Ironie du sort, la police constitue également une base essentielle de sa clientèle, tout comme les membres du Parlement bangladais et de l’armée.
Elle déteste ce travail mais dit qu’elle ne peut pas trouver d’autre emploi en raison de la stigmatisation dont elle fait l’objet parce qu’elle est Hijra.
« J’ai été forcée de faire beaucoup de choses que je n’aurais jamais faites de plein gré », dit-elle.
« J’ai été abusée sexuellement par un policier dans un van. Il a demandé une fellation et je lui ai demandé d’utiliser un préservatif, mais il a refusé ».
« Il m’a forcée et m’a dit que si je sortais du véhicule, il ferait en sorte que je ne puisse plus travailler dans cette zone ».
Alors que le gouvernement bangladais a récemment fait plusieurs concessions aux Hijras – par exemple en leur permettant de s’inscrire comme troisième genre aux élections nationales – les membres de la communauté disent que ces concessions sont arbitraires et n’ont en rien amélioré leurs conditions de vie.
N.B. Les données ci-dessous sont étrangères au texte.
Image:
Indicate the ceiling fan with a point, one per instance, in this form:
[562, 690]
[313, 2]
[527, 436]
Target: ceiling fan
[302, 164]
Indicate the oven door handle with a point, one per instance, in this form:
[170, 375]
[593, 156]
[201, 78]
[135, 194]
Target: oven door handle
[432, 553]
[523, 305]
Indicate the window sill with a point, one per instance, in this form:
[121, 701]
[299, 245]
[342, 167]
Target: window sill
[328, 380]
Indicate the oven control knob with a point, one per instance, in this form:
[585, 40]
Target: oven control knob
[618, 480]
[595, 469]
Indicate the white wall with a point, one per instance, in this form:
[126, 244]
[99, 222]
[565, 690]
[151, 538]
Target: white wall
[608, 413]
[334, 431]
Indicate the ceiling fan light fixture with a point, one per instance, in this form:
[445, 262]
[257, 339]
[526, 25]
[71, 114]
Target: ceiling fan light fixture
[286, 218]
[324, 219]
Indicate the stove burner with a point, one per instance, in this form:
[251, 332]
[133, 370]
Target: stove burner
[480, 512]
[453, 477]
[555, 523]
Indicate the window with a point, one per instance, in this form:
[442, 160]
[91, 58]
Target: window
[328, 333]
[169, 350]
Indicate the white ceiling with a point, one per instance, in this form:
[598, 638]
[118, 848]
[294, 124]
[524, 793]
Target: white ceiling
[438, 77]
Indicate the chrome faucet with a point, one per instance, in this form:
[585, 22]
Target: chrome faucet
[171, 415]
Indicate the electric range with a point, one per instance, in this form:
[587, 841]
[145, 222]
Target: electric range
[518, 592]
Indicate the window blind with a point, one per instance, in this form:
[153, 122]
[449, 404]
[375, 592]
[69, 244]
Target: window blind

Les Hijras a été retirées des bénéficiaires d’un prochain projet de loi visant à protéger certains groupes contre la discrimination, les qualifiant de “handicapés sexuels”.
Les militant·es estiment que ce type de langage encourage la violence contre les Hijras de la part des groupes religieux et conservateurs du Bangladesh.
Joya Sikder, présidente de Somporker Noya Setu, une ONG qui milite pour les droits des Hijras au Bangladesh, estime qu’elles sont environ 100 000 à travailler dans l’industrie du sexe au Bangladesh, un record historique.
Nombre d’entre elles y sont contraintes parce qu’elles ne peuvent obtenir un emploi régulier.
La discrimination commence dès le plus jeune âge – de nombreuses Hijras sont incapables de terminer leurs études car elles signalent des abus physiques et verbaux de la part de leurs camarades de classe et de leurs enseignants.
Joya a quitté l’école alors qu’elle n’avait que 12 ans après que ses professeurs l’eurent battue pour avoir montré des caractéristiques féminines.
Et à l’âge de 14 ans, elle a quitté la maison familiale à Chittagong pour s’installer à Dhaka.
Elle a d’abord trouvé un emploi dans une usine de confection, mais a perdu son emploi après que son patron eut découvert son identité d’Hijra.
Sans le sou et dans les rues de Dhaka, elle s’est tournée vers la vente de sexe aux clients des quartiers plus riches de la ville, comme Gulshan.
« C’est un travail très risqué car vous pouvez être harcelée par des policiers ou être agressée ou violée par des hommes », dit-elle.
Après trois ans, elle a quitté l’industrie du sexe pour trouver un emploi dans une ONG qui soutient les Hijras.
Le gouvernement bangladais a fait plusieurs concessions récentes, mais les Hijras disent que celles-ci sont arbitraires et n’ont en rien amélioré leurs conditions de vie.
Pourtant, son rôle public dans la promotion des droits de la communauté l’a placée dans une situation encore plus dangereuse.
Joya dit qu’elle reçoit régulièrement des menaces de mort écrites par la poste et qu’on lui envoie même parfois des linceuls qui servent à couvrir les cadavres comme avertissement pour son activisme.
Dans le vieux Dhaka, la pluie de mousson commence à tomber.
Shanta Hijra se prépare pour une autre soirée périlleuse dans la rue.
Elle vend peut-être son corps à des politiciens bangladais, mais il est peu probable qu’ils l’aident un jour à se retirer de ce travail.
« J’aimerais que le gouvernement m’aide à obtenir un emploi que je puisse faire, comme celui d’assistante dans un bureau », dit-elle.
« J’espère beaucoup de choses, mais je sais au fond de moi que je vais devoir passer ma vie à faire ça ».